Recovering 4-bit would require either (a) QAT, (b) per-channel calibration
with a held-out activation distribution (GPTQ / AWQ-style), or (c) keeping
the GLU FFN in 8-bit and only 4-bit'ing attention projections. None of
these are reachable inside the remaining capstone time budget.
### 7. torchao int4-wo: dependency hole
torchao 0.17 requires `mslk >= 1.0.0` for the new `Int4Tensor.from_hp` path.

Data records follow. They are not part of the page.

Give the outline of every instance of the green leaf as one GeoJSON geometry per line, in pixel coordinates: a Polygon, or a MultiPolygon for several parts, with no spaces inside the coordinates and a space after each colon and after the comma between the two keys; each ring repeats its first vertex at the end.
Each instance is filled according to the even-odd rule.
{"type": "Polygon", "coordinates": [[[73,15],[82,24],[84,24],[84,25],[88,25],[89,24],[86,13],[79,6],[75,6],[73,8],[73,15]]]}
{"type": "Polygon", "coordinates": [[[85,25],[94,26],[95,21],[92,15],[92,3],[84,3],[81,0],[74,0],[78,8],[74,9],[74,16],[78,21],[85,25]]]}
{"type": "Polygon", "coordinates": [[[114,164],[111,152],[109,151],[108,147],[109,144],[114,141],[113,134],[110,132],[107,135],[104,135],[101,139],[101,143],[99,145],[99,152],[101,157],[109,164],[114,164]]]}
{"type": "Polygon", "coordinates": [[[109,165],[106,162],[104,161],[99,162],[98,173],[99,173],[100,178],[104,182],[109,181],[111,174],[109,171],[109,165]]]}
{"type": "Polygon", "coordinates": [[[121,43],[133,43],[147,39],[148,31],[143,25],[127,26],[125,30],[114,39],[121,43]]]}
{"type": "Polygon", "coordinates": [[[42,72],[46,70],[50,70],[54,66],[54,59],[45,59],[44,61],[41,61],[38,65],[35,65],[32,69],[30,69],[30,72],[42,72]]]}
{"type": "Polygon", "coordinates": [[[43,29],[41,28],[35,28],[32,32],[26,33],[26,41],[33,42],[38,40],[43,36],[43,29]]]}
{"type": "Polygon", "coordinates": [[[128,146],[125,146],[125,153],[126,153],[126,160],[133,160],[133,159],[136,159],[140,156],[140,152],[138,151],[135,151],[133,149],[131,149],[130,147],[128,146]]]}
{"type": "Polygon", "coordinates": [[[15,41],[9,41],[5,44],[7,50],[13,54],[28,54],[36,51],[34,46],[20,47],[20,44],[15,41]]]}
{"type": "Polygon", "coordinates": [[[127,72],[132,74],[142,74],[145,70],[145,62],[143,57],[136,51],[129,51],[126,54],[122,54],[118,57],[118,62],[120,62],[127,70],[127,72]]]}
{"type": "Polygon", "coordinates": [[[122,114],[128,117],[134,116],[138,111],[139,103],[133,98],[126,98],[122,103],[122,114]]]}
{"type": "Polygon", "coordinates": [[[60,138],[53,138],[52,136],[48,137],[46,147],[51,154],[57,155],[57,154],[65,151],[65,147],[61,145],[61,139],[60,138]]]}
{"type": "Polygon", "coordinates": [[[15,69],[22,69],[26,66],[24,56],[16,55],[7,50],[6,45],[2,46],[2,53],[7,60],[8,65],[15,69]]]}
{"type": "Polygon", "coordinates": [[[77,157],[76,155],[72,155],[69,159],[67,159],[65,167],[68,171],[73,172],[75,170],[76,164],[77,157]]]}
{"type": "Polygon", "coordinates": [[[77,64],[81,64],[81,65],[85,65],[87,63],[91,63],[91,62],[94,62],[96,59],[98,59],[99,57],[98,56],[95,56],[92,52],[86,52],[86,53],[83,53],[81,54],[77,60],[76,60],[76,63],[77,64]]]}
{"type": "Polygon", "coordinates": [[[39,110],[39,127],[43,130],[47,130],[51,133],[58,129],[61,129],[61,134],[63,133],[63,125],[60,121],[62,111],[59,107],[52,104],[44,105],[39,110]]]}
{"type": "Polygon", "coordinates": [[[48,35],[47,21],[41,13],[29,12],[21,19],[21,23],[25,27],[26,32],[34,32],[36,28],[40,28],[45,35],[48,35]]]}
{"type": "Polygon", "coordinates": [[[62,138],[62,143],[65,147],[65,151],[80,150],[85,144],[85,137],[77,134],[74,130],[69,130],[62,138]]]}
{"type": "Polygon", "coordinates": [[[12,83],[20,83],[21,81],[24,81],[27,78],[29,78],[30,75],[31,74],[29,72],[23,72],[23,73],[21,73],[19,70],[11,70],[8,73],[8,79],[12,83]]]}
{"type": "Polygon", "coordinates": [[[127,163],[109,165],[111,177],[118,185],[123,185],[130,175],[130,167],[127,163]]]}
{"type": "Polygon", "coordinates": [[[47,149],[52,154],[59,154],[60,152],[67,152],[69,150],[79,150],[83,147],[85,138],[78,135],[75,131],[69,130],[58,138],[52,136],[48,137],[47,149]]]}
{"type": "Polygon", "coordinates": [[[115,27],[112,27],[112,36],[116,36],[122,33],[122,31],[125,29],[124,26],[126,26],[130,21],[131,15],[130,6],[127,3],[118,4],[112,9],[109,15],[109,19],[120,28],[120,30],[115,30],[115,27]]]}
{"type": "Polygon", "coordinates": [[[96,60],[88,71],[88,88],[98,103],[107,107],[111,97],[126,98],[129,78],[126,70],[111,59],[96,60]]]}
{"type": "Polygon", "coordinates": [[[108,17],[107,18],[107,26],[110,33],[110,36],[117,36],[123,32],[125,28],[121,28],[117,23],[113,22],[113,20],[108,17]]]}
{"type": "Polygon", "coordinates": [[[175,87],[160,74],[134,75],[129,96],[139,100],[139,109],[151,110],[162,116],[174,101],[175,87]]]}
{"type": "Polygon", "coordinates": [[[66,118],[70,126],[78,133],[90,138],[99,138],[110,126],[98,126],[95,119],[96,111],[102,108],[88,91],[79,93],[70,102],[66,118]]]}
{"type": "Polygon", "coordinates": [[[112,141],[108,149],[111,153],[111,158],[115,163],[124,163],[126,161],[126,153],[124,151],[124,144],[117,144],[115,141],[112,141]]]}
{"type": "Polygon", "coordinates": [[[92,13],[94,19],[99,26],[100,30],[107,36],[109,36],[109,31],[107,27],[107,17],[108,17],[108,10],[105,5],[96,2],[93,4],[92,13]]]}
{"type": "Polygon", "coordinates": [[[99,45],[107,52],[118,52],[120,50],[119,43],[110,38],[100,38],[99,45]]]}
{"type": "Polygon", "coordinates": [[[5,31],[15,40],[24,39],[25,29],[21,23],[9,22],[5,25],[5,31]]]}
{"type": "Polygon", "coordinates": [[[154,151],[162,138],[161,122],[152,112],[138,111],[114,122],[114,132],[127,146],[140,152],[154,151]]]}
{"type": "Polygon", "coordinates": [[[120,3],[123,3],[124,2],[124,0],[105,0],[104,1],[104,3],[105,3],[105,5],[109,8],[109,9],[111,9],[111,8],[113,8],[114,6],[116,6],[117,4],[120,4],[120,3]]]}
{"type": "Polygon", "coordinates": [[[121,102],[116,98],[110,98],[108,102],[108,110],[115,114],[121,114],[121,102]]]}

Not installed in the lockfile and not worth chasing given the bnb 4-bit
collapse even if the kernel ran cleanly we'd expect the same compounding
error pattern.
## Recommendations
| Use case | Variant | Why |
|-----------------------------------|--------------------|-------------------------------------------------------------|
| **Production / paper headline** | bf16 | Best of every dimension on this hardware |
| **Low-VRAM batch serving** | torchao int8-wo | 19% VRAM, accuracy intact, only 10% latency penalty |
| **Multi-GPU sharded serving** | bf16 | int8-wo's dequant overhead grows with replica count |
| **Embedded / 4-bit** | not viable | Needs QAT or AWQ-style calibration; future work |
## Paper-worthy notes
1. **Quantization story** bf16 is already the sweet spot; torchao int8-wo
buys 19% VRAM with no accuracy cost; 4-bit fails. This adds another row
to the speed/cost table.
2. **Architecture-specific quant fragility** ModernBERT-large's GLU FFN
amplifies per-layer weight error across 28 blocks. This is a noteworthy
counterpoint to the 4-bit-by-default LLM serving narrative and worth
one paragraph in the discussion section alongside the DAPT and
CORAL null results.
3. **Hardware caveat** int8 latency results would invert on
Hopper/Ada/A100; the 3090 just doesn't have the matmul path. State the
sm_8.6 caveat in the table caption.
## Reproduce
```bash
# from repo root
bun run py:quant
# writes to results/eval/quant/{summary.json, REPORT.md, <variant>/metrics.json}
```
Run time: ~5 minutes total (most spent in fp32 + torchao build steps).